Reading about JOINs is not the same as writing JOINs. Syntax memorization fades quickly. Working with real datasets — messy, incomplete, inconsistent data — builds the muscle memory that interviewers test for. Use Kaggle datasets or Google Dataset Search to find real-world data to practice on.

Mistake 2: Treating SQL as a programming language#

SQL is a declarative language: you describe what you want, not how to get it. Coming from Excel, this is actually more natural than you think. When you build a pivot table, you do not tell Excel how to aggregate — you tell it what to aggregate. SQL works the same way. Do not approach it with a procedural mindset.

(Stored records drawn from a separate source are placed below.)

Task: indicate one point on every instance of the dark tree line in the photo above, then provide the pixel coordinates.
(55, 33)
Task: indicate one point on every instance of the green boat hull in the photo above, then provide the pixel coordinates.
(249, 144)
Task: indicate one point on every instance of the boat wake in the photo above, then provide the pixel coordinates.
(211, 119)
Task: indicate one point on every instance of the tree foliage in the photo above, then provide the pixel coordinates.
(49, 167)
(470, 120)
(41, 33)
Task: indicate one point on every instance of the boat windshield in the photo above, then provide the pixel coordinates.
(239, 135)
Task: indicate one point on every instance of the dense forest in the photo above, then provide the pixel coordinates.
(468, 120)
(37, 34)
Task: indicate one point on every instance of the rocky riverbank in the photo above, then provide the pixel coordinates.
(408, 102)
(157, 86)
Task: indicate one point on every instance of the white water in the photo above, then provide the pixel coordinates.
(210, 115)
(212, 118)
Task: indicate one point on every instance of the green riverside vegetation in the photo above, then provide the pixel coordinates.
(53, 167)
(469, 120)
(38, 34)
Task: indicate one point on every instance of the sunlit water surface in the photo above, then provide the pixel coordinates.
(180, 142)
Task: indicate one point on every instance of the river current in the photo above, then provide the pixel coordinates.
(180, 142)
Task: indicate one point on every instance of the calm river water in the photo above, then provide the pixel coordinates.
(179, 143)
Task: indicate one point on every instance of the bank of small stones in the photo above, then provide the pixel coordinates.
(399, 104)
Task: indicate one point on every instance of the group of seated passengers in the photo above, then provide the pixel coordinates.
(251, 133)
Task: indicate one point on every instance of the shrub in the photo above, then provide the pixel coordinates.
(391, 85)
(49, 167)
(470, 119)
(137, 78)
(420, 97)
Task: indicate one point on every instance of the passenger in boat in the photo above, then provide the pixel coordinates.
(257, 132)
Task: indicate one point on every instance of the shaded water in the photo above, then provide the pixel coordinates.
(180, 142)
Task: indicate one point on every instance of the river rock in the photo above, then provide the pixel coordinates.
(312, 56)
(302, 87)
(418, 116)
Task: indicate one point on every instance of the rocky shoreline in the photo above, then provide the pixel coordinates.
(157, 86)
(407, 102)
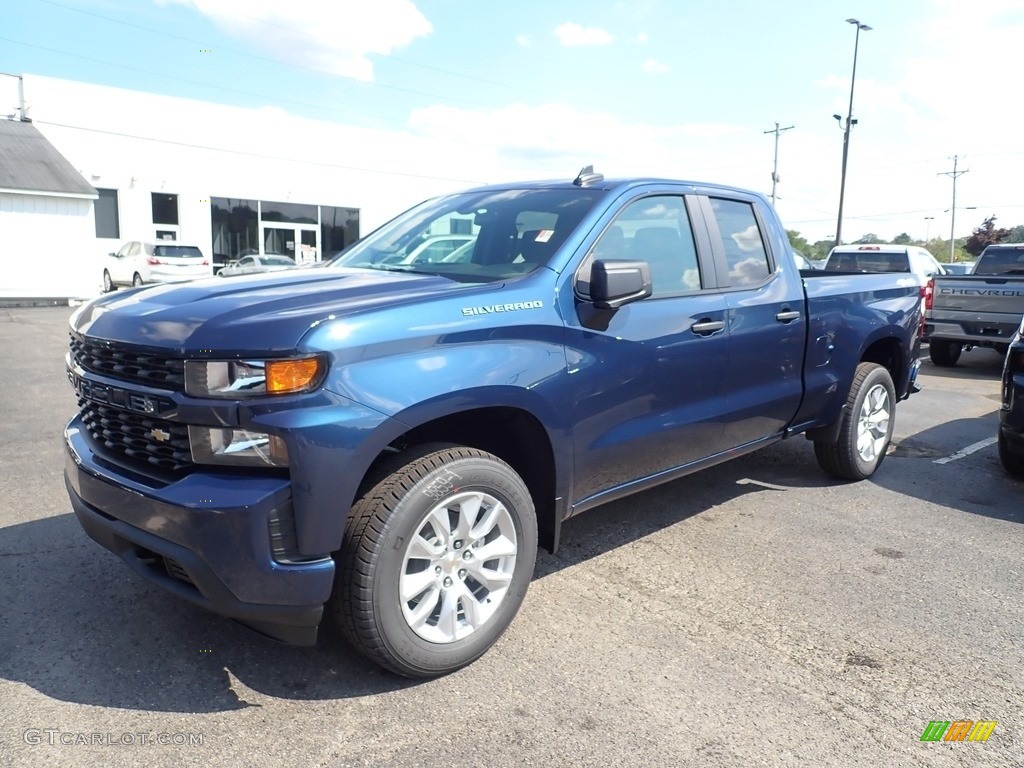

Mistake 3: Memorizing instead of understanding JOIN logic#

Venn diagrams help visually, but the real way to understand JOINs is to run them on two small tables and observe the output. Create two tables with 5 rows each, include some matching and some non-matching keys, then run INNER JOIN, LEFT JOIN, and FULL OUTER JOIN to see exactly what each returns. Ten minutes of this exercise teaches more than an hour of reading.

Mistake 4: Skipping window functions#

Many beginners stop at GROUP BY and think they are done. Window functions are what separate "I know basic SQL" from "I can answer complex analytics questions." They appear in most mid-level interview questions and in daily work. Spend at least a full week on them.

Mistake 5: Not connecting SQL to the business question#

Interviewers do not just test syntax — they test whether you can translate a business question into a query. When you hear "Which product category grew the fastest last quarter?", your brain should immediately go to: JOIN the products and sales tables, filter by date range, GROUP BY category, calculate growth rate using LAG or a subquery. Practice this translation, not just the syntax.

For a structured approach to identifying which gaps in your knowledge matter most, a skills mapping guide for career change helps you prioritize.

How SQL fits into the bigger picture#

SQL is the foundation, not the complete picture. Here is how it connects to the other skills you will need:

SkillRelationship to SQLWhen to learn
ExcelYou already know the analytical logic; SQL extends it to larger datasetsBefore SQL (you are likely here already)
Power BI / TableauSQL feeds data into dashboardsAfter SQL fundamentals (weeks 4-6)
PythonHandles what SQL cannot — complex transformations, automation, machine learningAfter SQL working proficiency (months 2-3)
StatisticsProvides the analytical framework for interpreting SQL query resultsAlongside SQL (ongoing)
Business communicationTranslates SQL results into decisions stakeholders understandThroughout — this is your domain expertise

The sequence matters. SQL first, then a BI tool, then Python. Each builds on the previous one. For people with families and limited study time, a guide to building a learning plan around transferable skills shows how to structure this progression without overwhelming your schedule.

Key takeaways#

  1. SQL is the #1 skill for data analyst roles. It appears in 73% of job postings and carries a $14,000+ salary premium over general data analyst positions.
  2. Working proficiency takes 2-3 months. For someone studying 1-2 hours daily, that is enough to pass most SQL interviews and start contributing on the job.
  3. Master three things first: JOINs, GROUP BY, and window functions. These three concepts cover the vast majority of real interview questions and daily work tasks.
  4. Practice on real data, not just tutorials. Syntax memorization fades. Working with messy, real-world datasets builds the skills interviewers actually test.
  5. SQL is the foundation, not the finish line. It connects to BI tools, Python, and statistics — but it is the skill that unlocks all of them.